Don’t rest it for half an hour. The texture may thicken a bit, but it won’t become real buttermilk. Past the 5 to 10 minute mark, the batter gains little from waiting.
Mixing Tips That Save The Batter
- Use room-temperature milk for cakes when the recipe asks for room-temperature dairy.
- Don’t overmix once flour hits liquid; stop when dry streaks are gone.
- Let pancake batter sit for a few minutes before cooking.
- For biscuits, keep the dairy cold and handle the dough lightly.
- For dressings, use yogurt or sour cream with milk for better thickness.
Texture shifts are normal. Buttermilk has a thicker body and its own tart dairy taste. Acidified milk copies the function more than the flavor. In baked goods, that’s usually enough. In uncooked dips or dressings, you may notice the gap more.
| Problem | Likely Cause | Fix |
|---|---|---|
| Flat pancakes | Milk used with no acid | Add lemon juice or vinegar next time |
| Metallic taste | Baking soda lacked acid | Use the acidified milk method |
| Thin batter | Skim milk or almond milk | Use whole milk or slightly less liquid |
| Dense biscuits | Dough overworked | Mix less and keep dairy cold |
| Weak tang | Swap is milder than buttermilk | Use yogurt thinned with milk |
Other Buttermilk Swaps That Work
Milk plus acid is the easiest option, but it’s not the only one. Plain yogurt thinned with milk gives a closer body. Sour cream thinned with milk works for rich batters and quick breads. Kefir can replace buttermilk cup for cup if its flavor fits the recipe.
For 1 cup of buttermilk, try 3/4 cup plain yogurt plus 1/4 cup milk. For sour cream, use the same idea: thin it until pourable. These swaps are thicker than acidified milk, so they’re handy for dressings, marinades, and cakes that need body.
What I’d Use By Recipe
For pancakes, use milk with lemon juice. For biscuits, use whole milk with vinegar and keep it cold. For chocolate cake, use milk with vinegar because the flavor stays neutral. For ranch or slaw dressing, use yogurt thinned with milk because it gives better body.

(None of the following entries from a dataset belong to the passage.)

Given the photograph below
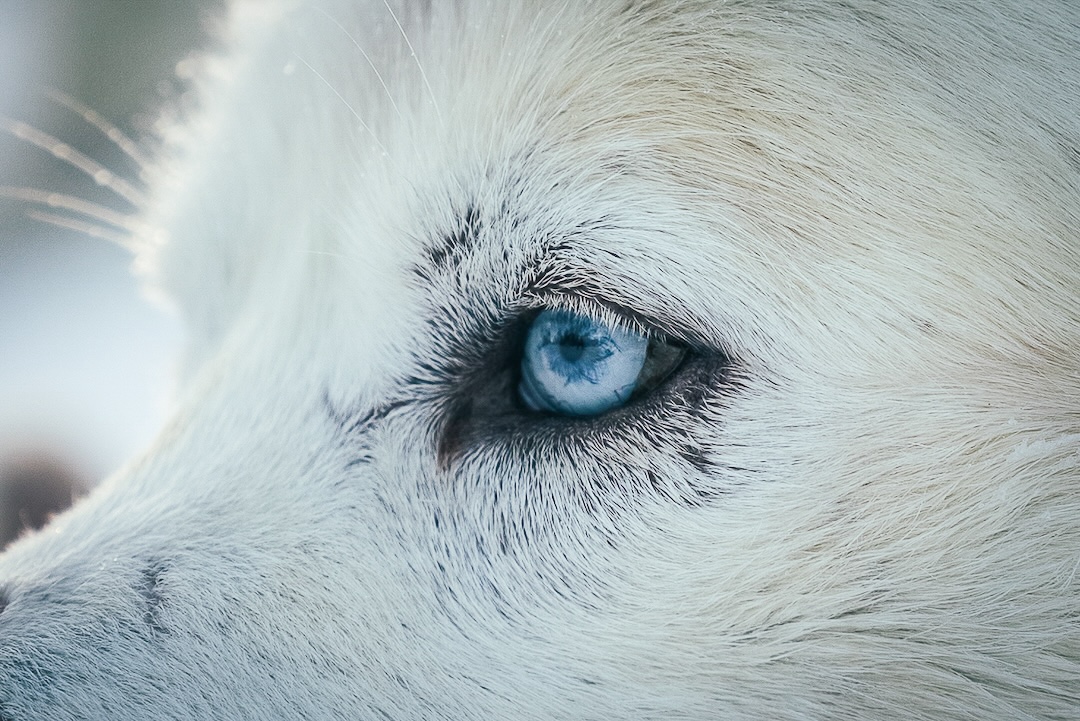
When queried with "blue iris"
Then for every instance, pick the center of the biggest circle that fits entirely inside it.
(577, 366)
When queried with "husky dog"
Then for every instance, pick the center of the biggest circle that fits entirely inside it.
(607, 359)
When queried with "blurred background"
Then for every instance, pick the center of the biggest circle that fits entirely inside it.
(85, 361)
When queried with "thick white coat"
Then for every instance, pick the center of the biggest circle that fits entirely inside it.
(871, 509)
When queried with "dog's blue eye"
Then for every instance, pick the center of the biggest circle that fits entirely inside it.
(574, 365)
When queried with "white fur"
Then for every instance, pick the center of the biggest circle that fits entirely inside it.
(871, 206)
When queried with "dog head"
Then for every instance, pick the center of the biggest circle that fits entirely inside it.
(847, 487)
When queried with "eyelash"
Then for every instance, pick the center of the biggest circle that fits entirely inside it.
(484, 406)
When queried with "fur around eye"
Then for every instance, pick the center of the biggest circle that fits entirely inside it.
(574, 365)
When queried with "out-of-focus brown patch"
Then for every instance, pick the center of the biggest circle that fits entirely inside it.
(34, 487)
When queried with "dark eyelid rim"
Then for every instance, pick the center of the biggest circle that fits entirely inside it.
(582, 300)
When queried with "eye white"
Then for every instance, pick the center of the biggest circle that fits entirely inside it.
(574, 365)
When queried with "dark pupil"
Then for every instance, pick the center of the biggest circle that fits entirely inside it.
(572, 347)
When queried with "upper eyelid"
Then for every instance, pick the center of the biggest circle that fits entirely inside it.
(611, 313)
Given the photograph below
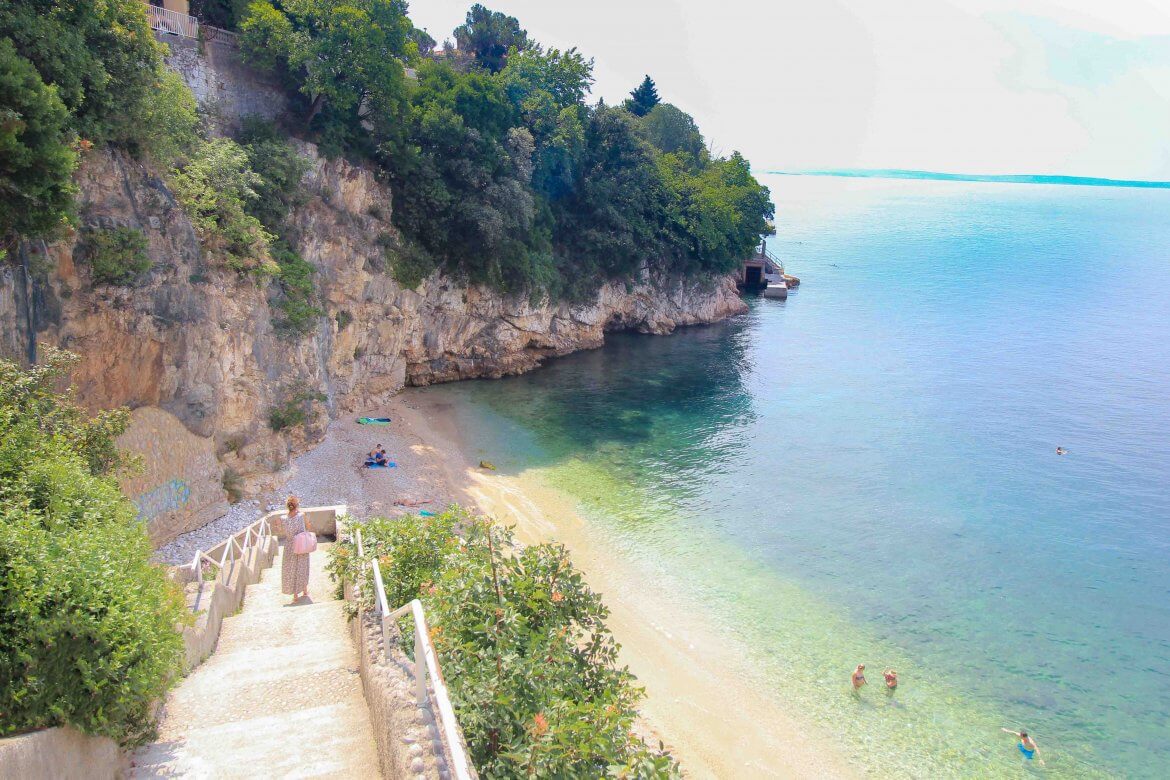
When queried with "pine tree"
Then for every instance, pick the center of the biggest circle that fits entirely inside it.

If the recipe is special, buy real buttermilk. That’s the better move for tall biscuits, old-style cornbread, or a cake where tang is part of the flavor. For a Tuesday pancake batch or muffins before breakfast, the milk swap gets the job done.
Best Answer For Home Bakers
You can use milk instead of buttermilk, but don’t use it plain in recipes that rely on baking soda. Add 1 tablespoon lemon juice or vinegar to a measuring cup, fill to 1 cup with milk, rest for 5 minutes, then mix it in.
The swap won’t taste exactly like real buttermilk, yet it works well in most baked goods. Use whole milk when you can, choose the acid that fits the recipe, and keep mixing gentle. That’s how you get lift, softness, and clean flavor without another store run.
References & Sources
- Utah State University Extension.“List of Ingredient Substitutions for Cooking and Baking.”Gives the standard milk, vinegar or lemon juice, and 5-minute rest method for replacing buttermilk.
- Illinois Extension.“Baking Soda vs. Baking Powder.”Explains why baking soda needs an acidic ingredient such as buttermilk, vinegar, yogurt, or lemon juice.
- USDA FoodData Central.“Buttermilk Nutrient Data.”Provides official dairy nutrient listings used to verify general buttermilk and milk nutrition context.